Decentralized Finance (DeFi) exchanges — which eliminates the need for the custodianship of assets — allows blockchain technology to take over and users having the authority to manage their transactions and activities directly on-chain.
KYC or ‘Know your customer’ is a regulation imposed by jurisdictions that has been historically initiated by the residents/citizens of the related jurisdiction.
Any businesses investing or operating while requiring access to capital markets needs to establish some kind of banking relationship; CeFi and DeFi are no different.
These rules are imposed worldwide and are geared towards ensuring that businesses, and now DeFi protocols, act as money exchange and/or transmitters that obtain ‘suitable’ information on every customer they serve.
This makes it trivial for chain surveillance firms to be used by companies and governments to potentially:
- Track spending habits:
- Prevent individuals and now even artificial intelligence (AI) from using other regulated services
- Confiscate crypto and digital assets
- Come after any centralized entity or representative for tax liabilities
- Generally, know more about these entities and individuals than necessary
What Information Needs to be Provided?
To buy a crypto or digital asset from a KYC CeFi or DeFi, users/entities and even AI will need to provide individual user/entity information.
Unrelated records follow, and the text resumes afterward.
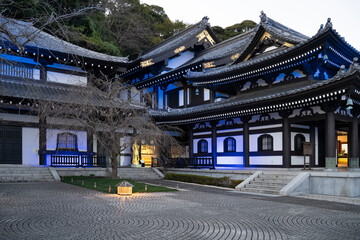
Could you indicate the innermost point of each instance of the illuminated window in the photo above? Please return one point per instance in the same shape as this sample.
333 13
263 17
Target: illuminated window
181 97
202 146
229 145
265 143
67 141
299 139
206 94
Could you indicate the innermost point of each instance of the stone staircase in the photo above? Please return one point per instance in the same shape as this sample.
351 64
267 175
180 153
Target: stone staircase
142 173
21 173
269 182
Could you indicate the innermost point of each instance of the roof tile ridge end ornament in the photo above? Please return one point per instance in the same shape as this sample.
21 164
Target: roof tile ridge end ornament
263 17
328 26
354 67
205 21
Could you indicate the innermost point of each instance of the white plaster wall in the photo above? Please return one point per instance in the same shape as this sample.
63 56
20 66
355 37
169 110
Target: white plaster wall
125 161
51 138
201 133
238 139
36 74
277 141
300 126
135 94
266 127
197 140
266 160
30 146
306 135
238 160
299 160
229 130
66 78
127 141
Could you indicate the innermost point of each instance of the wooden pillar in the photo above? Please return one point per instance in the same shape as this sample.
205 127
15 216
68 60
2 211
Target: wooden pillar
330 134
185 96
246 143
312 141
90 140
214 142
354 149
191 140
42 139
330 141
286 139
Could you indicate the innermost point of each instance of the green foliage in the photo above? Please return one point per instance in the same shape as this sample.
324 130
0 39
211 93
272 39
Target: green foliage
116 27
102 184
233 30
223 182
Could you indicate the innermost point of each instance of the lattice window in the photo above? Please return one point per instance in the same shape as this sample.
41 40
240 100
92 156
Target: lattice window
67 141
229 144
16 71
298 140
202 146
265 142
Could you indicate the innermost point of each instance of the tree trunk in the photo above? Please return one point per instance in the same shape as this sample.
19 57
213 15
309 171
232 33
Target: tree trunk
114 167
How much information is needed will vary from one jurisdiction to the next, some jurisdictions may require a simple name (e-mail) for small amounts (you could easily supply an alias) while others may require more detailed information. Most will ask for any combination of the following:
- Name
- Address
- Phone number
- Driver’s license
- Government ID
- A selfie holding a piece of paper with the name of the exchange and the date
- A video call with the exchange
Addressing KYC in CeFi is a Nontrivial Task
It’s a nontrivial task because it’s basically mimicking the existing legacy centralized financial KYC infrastructure being used worldwide. Also given the nature of being centralized or having an entity that can be summoned or be enforced to comply, makes it nontrivial since the main players are recognizable.
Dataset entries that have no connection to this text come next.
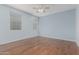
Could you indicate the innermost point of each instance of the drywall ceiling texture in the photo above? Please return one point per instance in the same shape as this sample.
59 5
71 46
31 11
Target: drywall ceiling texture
53 8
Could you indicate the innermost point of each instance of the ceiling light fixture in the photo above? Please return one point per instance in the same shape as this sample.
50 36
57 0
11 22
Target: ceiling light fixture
41 8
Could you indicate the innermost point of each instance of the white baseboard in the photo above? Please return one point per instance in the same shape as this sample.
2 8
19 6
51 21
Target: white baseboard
58 38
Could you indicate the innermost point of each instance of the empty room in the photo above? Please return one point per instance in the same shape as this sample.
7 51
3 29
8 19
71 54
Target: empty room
39 29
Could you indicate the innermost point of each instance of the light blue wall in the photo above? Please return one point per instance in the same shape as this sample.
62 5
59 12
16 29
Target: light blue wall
60 25
7 35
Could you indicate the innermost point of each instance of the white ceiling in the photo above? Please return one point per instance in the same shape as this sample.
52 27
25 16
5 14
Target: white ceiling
53 8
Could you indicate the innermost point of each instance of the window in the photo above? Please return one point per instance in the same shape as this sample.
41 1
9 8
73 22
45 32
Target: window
15 21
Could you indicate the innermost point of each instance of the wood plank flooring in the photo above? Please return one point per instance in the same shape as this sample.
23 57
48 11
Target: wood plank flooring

Addressing KYC in DeFi is a Consequential and Challenging Task
Consequential because it brings:
- Extreme resource costs to companies and governments trying to comply and to enforce it
- Misinformation and abuse by the same entities that are trying to provide control over its citizens and users including AI
Challenging because of:
- The decentralized nature of the protocols / infrastructure
- Trust minimization characteristics
- Its design to provide censorship resistance features
- The pseudonymity as a feature (not a bug) as part of the protocol
- It is open source & open collaboration as core to most projects
To address these basic secondary results and challenges we must first understand the OSI model as a point of reference.
OSI Model
The Open Systems Interconnection model (OSI model) is a conceptual model that characterizes and standardizes the communication functions of a telecommunication or computing system without regard to its underlying internal structure and technology. Its goal is the interoperability of diverse communication systems with standard communication protocols; the OSI model draft was published by the ISO in 1980.
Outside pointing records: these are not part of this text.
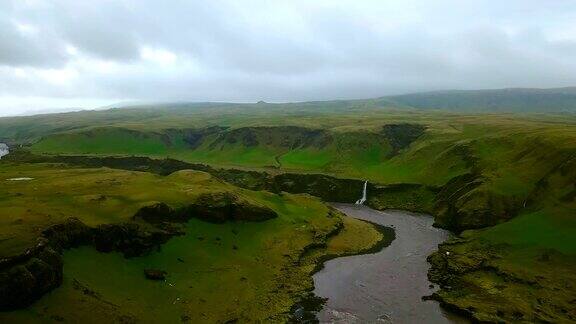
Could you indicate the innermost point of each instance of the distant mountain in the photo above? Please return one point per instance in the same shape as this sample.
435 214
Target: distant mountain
496 100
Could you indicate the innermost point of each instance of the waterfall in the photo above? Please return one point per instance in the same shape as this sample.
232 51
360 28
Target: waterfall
3 150
362 200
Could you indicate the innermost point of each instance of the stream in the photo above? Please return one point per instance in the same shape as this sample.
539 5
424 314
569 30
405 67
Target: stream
385 287
3 150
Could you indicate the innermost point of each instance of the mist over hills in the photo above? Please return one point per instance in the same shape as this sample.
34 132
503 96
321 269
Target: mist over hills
493 100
Just like the OSI model standardizes the communication model, there should be a model that standardizes the different blockchains and Decentralized Ledger Technologies (DLT)s interoperability.
Blockchain and DLTs as Infrastructure
The initial infrastructure compared to Internet’s TCP/IP
Application layer that provides rails for industry applications
Similar to the OSI model application layer 7 i.e., SMTP, DNS, HTTP, etc.
Internet of Value and Where Would KYC Apply?
On layer 1 Store of Value (1), KYC would not be applicable simply because it would destroy fungibility and remove its value proposition. KYC could be introduced in the upper layers and basically become a central bank digital currency (CBDC) or a fiat token type of design.
“Institutional DeFi” it’s a new name for CeFi even though still governed by decentralized consensus.
“Institutional DeFi” platforms will add a whitelisting layer onto its smart contracts to ensure that only “institutions, corporates, and FinTechs” that have passed platforms 3rd party compliance procedures “Know Your Customer verification” can access the “Institutional DeFi” platform. 3rd party centralized systems will also be tasked with implementing Anti-Money Laundering and anti-fraud controls for these “Institutional DeFi”.
“Institutional DeFi” or CeFi solutions will provide:
- Certified audited smart contracts and a layer of whitelisting so that only KYC participants can access the “Institutional DeFi” services
- Only approved digital assets will be provided by the “Institutional DeFi” based on demand
- “Institutional DeFi” participants will be vetted institutions by 3rd party that provides KYC and compliance on them
- Perform compliance and anti-fraud controls on “Institutional DeFi” by these 3rd party
Conclusion
In the coming years KYC will go through different iterations and tests for several CeFi and especially DeFi platforms and protocols in different jurisdictions globally. Each jurisdiction will have to use “OSI model” type standards that characterizes and standardizes the communication functions or value transfer of information between participants on its respective platforms, without regard to its underlying internal decentralized structure and innovation. Its goal is the interoperability of diverse decentralized value transfer systems/protocols using industry standard value transfer protocols. If KYC is applied to any Layer 1, 2 or 3 DeFi infrastructure, by definition it can no longer be called Decentralized Finance (DeFi) exchanges.